Today begins year four of making muffins for my girls, and I can safely say that I have learned to make a good muffin. At 60 muffins a week, 15 weeks a semester, 6 semesters, I've made roughly 5,400 muffins over the past three years, not counting all of the cupcakes I made in preparation for my labmate's wedding last October.
That's a lot of muffins.
One day, I will do a glorious photoshoot of muffins and fulfill my secret desire to be Deb, but today is unfortunately not that day. However, I did want to share some tips for baking muffins, whether you're doing one batch or several at a time.
--use muffin cups. Cleanup is way easier, plain and simple. I buy these from amazon.
--while vintage muffin tins are the best (I have a 6 muffin pan that it is my absolute favorite!) --- when you mix and match different metals, cooking times and browning changes.

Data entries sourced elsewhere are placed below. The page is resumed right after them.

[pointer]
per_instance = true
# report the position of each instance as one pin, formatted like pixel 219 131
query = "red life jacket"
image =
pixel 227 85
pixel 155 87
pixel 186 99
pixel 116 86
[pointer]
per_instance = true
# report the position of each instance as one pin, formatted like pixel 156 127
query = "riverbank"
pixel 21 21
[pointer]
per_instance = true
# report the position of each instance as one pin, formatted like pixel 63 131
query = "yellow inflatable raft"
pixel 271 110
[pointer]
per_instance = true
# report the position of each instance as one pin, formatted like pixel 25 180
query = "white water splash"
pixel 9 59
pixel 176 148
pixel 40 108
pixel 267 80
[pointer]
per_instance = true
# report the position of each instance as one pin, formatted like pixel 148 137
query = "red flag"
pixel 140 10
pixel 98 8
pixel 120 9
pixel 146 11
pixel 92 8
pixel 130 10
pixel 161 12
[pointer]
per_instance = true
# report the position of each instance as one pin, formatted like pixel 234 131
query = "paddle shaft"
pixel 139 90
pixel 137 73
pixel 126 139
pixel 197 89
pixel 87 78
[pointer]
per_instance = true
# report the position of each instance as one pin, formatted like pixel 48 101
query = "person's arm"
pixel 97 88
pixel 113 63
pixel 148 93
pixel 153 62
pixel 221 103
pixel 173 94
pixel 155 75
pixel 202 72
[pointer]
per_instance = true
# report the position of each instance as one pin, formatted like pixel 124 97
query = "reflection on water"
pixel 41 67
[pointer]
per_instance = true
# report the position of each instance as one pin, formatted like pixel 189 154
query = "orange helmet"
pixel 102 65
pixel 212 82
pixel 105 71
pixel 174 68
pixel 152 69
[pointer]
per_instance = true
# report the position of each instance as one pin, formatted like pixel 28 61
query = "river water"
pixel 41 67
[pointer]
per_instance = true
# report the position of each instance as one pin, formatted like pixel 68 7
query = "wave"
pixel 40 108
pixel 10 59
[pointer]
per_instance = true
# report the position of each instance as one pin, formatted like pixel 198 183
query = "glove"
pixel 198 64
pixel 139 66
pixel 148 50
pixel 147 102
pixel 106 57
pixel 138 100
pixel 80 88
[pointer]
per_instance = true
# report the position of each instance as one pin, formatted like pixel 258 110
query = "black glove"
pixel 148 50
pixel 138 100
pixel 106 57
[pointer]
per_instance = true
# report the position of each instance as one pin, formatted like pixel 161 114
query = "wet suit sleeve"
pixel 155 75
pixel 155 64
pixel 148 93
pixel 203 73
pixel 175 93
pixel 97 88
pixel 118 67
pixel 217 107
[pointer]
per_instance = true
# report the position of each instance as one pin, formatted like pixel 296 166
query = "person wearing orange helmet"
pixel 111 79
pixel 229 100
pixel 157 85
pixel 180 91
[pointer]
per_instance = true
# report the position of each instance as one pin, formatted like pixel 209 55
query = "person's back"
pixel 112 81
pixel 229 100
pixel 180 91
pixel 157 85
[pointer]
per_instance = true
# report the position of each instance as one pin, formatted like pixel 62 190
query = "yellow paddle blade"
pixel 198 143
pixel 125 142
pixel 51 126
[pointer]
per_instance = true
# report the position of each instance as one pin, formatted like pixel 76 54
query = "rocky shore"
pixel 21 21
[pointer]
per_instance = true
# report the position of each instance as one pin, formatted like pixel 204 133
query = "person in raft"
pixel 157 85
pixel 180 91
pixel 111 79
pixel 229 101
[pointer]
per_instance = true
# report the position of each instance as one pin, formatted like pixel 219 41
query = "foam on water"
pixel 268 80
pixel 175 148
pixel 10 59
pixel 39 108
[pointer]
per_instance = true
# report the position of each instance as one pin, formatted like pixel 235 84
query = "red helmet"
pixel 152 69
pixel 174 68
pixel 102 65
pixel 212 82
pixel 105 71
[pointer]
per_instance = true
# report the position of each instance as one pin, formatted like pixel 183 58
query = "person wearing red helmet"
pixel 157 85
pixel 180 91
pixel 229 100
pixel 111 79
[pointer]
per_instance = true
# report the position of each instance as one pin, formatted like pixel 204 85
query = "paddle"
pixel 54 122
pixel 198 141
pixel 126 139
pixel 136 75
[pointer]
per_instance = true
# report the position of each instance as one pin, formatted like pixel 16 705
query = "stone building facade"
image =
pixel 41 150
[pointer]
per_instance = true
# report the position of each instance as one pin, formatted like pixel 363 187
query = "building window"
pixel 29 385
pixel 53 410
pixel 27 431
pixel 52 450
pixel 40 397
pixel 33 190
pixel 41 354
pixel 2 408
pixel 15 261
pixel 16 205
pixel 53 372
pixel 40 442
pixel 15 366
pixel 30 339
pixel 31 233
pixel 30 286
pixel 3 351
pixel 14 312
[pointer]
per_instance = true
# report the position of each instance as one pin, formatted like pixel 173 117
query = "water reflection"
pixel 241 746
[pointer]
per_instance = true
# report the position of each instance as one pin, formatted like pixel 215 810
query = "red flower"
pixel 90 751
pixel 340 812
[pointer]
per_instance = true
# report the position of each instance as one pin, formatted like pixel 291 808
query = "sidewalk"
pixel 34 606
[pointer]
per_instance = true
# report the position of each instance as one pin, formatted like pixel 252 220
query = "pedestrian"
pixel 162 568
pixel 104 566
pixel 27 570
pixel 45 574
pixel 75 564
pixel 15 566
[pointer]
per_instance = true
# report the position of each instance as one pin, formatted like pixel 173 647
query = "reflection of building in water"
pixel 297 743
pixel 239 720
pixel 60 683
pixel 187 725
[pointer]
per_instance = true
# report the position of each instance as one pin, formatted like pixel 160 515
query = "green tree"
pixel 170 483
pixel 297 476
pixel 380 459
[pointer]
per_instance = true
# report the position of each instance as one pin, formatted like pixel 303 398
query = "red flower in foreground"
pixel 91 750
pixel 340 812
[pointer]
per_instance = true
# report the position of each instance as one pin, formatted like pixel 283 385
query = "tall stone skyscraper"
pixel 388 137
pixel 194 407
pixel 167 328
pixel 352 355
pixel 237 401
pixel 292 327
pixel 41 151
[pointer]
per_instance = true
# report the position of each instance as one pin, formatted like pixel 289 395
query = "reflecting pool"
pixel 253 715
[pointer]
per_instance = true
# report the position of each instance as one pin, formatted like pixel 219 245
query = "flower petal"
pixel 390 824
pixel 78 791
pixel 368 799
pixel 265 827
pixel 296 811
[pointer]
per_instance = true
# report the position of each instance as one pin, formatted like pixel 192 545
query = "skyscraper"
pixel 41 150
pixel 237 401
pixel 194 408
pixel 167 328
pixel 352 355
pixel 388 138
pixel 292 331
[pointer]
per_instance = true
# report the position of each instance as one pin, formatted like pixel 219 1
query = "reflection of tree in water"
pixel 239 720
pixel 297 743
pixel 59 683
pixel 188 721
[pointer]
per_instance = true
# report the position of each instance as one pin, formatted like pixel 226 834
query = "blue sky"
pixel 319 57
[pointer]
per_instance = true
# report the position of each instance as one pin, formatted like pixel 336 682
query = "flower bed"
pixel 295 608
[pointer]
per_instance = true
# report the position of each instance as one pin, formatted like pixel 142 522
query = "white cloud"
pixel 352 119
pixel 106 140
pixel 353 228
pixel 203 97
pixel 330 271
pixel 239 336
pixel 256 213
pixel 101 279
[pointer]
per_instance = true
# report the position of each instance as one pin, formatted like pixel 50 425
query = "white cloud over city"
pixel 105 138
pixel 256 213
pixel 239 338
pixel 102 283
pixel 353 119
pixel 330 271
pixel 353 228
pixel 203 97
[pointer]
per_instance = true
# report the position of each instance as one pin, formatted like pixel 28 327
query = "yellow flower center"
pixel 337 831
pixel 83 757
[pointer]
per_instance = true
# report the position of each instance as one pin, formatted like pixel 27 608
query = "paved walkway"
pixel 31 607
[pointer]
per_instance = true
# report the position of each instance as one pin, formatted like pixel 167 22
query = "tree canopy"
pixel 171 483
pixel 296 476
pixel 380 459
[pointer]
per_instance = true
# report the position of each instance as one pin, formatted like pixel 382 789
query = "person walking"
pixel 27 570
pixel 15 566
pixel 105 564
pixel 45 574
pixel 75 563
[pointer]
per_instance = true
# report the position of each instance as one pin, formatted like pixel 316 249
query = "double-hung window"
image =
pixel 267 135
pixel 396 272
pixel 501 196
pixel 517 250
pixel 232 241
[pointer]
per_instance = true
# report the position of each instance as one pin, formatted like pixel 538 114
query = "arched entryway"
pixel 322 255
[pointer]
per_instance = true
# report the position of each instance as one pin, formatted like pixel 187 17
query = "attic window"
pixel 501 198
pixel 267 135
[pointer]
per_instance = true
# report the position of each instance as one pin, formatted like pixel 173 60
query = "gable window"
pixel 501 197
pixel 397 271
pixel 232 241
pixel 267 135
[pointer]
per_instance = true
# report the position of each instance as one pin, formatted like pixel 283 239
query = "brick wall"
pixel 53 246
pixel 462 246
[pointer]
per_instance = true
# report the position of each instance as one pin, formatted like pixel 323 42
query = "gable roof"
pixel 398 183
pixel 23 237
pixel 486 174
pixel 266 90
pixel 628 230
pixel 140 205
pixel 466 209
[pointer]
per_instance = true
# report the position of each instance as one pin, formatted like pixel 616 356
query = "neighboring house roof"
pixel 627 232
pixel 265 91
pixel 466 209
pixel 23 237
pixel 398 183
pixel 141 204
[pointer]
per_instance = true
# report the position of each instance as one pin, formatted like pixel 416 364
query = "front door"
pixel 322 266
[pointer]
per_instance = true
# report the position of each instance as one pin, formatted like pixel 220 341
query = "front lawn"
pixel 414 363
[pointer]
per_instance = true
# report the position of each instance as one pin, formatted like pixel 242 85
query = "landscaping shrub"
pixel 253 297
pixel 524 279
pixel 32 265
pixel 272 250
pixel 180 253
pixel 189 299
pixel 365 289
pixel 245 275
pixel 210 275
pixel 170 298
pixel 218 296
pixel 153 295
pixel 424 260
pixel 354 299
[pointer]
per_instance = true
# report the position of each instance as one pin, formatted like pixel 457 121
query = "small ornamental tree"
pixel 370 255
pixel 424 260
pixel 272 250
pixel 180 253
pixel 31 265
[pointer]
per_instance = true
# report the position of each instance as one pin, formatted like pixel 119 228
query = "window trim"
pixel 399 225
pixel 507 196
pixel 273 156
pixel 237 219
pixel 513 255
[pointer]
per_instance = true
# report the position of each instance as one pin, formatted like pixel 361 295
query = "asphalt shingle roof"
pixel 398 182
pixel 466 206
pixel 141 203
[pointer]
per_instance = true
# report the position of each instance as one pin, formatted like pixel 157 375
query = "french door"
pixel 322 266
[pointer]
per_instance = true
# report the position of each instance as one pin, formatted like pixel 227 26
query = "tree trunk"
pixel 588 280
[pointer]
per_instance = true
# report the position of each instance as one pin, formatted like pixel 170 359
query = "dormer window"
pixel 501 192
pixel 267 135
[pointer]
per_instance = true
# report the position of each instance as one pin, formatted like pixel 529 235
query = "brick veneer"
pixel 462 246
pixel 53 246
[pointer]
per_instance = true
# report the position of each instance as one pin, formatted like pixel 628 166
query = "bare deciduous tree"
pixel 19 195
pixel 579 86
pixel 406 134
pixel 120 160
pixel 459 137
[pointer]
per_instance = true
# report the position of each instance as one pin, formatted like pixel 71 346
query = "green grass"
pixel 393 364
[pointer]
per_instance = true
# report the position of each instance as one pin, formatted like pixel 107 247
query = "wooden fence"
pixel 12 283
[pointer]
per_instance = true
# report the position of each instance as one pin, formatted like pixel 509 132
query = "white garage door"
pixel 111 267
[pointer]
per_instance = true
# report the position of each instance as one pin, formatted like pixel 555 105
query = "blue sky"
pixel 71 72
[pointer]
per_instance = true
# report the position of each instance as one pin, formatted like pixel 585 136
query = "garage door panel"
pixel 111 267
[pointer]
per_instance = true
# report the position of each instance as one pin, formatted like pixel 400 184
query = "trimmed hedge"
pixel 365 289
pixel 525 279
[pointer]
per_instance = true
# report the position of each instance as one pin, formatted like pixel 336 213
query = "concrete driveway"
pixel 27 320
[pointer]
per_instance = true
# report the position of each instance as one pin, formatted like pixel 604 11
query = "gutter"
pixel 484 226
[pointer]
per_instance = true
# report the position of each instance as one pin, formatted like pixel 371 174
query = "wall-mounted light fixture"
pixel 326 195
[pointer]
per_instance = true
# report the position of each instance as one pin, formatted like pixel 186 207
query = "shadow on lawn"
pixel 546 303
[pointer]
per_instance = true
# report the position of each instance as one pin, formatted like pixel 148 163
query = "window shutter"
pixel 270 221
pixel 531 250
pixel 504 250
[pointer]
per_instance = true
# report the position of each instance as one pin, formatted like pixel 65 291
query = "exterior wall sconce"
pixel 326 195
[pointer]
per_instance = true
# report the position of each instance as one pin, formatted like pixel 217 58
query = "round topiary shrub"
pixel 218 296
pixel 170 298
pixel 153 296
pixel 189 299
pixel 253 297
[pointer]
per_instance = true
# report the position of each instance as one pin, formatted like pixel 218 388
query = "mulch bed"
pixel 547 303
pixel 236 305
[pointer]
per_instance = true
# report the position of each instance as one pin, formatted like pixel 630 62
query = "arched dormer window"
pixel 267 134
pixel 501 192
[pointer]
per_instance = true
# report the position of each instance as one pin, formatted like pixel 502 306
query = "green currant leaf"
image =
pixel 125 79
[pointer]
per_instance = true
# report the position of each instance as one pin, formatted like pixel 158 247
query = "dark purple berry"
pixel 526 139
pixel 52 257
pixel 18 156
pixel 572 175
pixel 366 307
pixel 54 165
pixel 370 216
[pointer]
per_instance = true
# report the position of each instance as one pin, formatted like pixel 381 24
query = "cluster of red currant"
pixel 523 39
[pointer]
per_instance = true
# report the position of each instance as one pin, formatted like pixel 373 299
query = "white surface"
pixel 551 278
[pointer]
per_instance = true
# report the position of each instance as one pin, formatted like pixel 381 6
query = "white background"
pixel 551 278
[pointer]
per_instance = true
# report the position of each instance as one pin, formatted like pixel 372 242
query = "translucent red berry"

Pick one pan, buy two (or four if you're me) and stick to using those.
--an ice cream scoop is the best tool to dispense batter into baking cups in a predictable and repeatable amount. Now, you may find that using this, you don't get the giant muffins you're used to, and instead of making a dozen muffins, the recipe makes 18 smaller muffins.
--baking times are never, ever right. Check using a fork or toothpick at least five minutes before they're supposed to be done.
--Speaking of cooking time, I love the timers we use in lab - but since I don't have them at home unless I'm doing a big project, I use an online egg timer.